Bollani schmilzt die Erfahrungen diverser musikalischer Milieus homogen in einen unverwechselbaren Personalstil ein und gebietet dabei über eine geradezu enzyklopädische Vielfalt an Stilen und Tonfällen. „Ich liebe sehr viel Musik aus allen möglichen Richtungen, Klassik, Tango, Brasilianisches und Jazz aller Art natürlich. Charakteristische Idiome wie Stride Piano oder die Alberti-Bässe der Wiener Klassik kann man wunderbar als Erkennungsmittel benutzen, weil sie beim Publikum unmittelbar bestimmte Assoziationen auslösen. Mit diesen bekannten Elementen schaffe ich so etwas wie eine Verständigungsgrundlage, auf der sich dann etwas Neues entwickelt. Das ist wie beim traditionellen Umgang mit Jazzstandards. Kennt Ihr den Song? Hier ist er, jetzt scheint er plötzlich verschwunden, nein, da lugt er wieder hervor… solche Vexierspiele sind entscheidend für mich. ‚A Media Luz’ zum Beispiel habe ich bei der Aufnahme zunächst ziemlich geradeaus gespielt, wahrscheinlich, weil ich diesen Song so sehr liebe.
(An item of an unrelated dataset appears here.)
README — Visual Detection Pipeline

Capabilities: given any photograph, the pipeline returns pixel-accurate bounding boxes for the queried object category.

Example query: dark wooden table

Manfred Eicher hat das sofort gespürt und mich ermutigt, mir mehr Freiheit zu nehmen und das Stück wirklich in meinem Stil zu spielen.“

Ursprünglich hatte Bollani vor, Musik Sergej Prokofjews ins Zentrum dieser Aufnahme zu stellen. „Prokofjew ist für mich so etwas wie die Essenz der modernen Musik. Er baut eine Welt aus wenigen Takten, denken Sie nur an den Anfang von ‚Peter und der Wolf’, seine Melodien sind auf eine merkwürdig giftige Weise süß, seine Harmonien sind tonal aber voller Tücken. Das liebe ich, da ich immer noch an die Kraft und die Möglichkeiten der Tonalität glaube. Prokofjew bewegt sich genial auf einem schmalen Grad – auf der einen Seite lauert der Kitsch, auf der anderen Seite die schlichte Übertreibung.“ Bollani hatte Material aus dem Ballett „Romeo und Julia“ und aus den „Visions fugitives“ vorbereitet, doch dann spürte er schon zu Beginn der Aufnahme in Lugano, dass er sich in der Wahl der Stücke nicht derart einschränken wollte. „Die kreativsten Dinge passieren für mich oftmals in der allerersten Begegnung mit einem speziellen Instrument. Dort stand nun dieser phantastische Steinway, und mir kamen so viele Ideen und Assoziationen, dass ich mir sagte, warum soll ich mich in einen solchen Käfig sperren?“

Nur den (frei paraphrasierten) langsamen Satz aus Prokofjews erstem Klavierkonzert hat Bollani schließlich ins Repertoire des Albums aufgenommen; „Promenade“ und „Sarcasmi“ sind zumindest deutlich von der Musik des Russen inspiriert. „Buzzillare“ und die vier spontan im Studio entstandenen Improvisationen stecken voller Anspielungen und maskierter Reminiszenzen, wobei diese niemals konkret greifbar werden. Vor allem aber schlägt sich auf „Piano Solo“ Bollanis Vorliebe für Standards und alte Schlager nieder. „Don’t talk“ von den Beach Boys, veröffentlicht in der zweiten Hälfte der sechziger Jahre auf dem Album „Pet Sounds“, ist das jüngste der hier verwendeten Lieder, ausgenommen nur das eröffnende „Antonia“ (1998) aus der Feder des Italieners Antonio Zambrini. „Als Kind wollte ich gerne Popsänger werden, und noch heute singe ich, wann immer man mich lässt. Ich liebe die Stimme einfach, das mag mit meinem italienischen Erbe zu tun haben. Schon damals war ich vernarrt in die Musik der 50er Jahre, mein Vater hatte all diese Platten, Nat King Cole, Dean Martin, Bill Haley, Elvis natürlich und Frank Sinatra. Ein Vorbild für mich wurde dann Renato Carosone, der große neapolitanische Sänger und Pianist, er war eine echte Identifikationsfigur.“ Schon bald entdeckte Bollani den Jazz. Er begann die Soli der großen Alten zu studieren und nachzuspielen, er versuchte sich die Handschriften der unterschiedlichsten Jazzpianisten anzueignen, um frei über sie verfügen zu können. Mit 15 begann er mit eigenen Bands in Clubs zu spielen, er hatte ein Trio und ein Quintett.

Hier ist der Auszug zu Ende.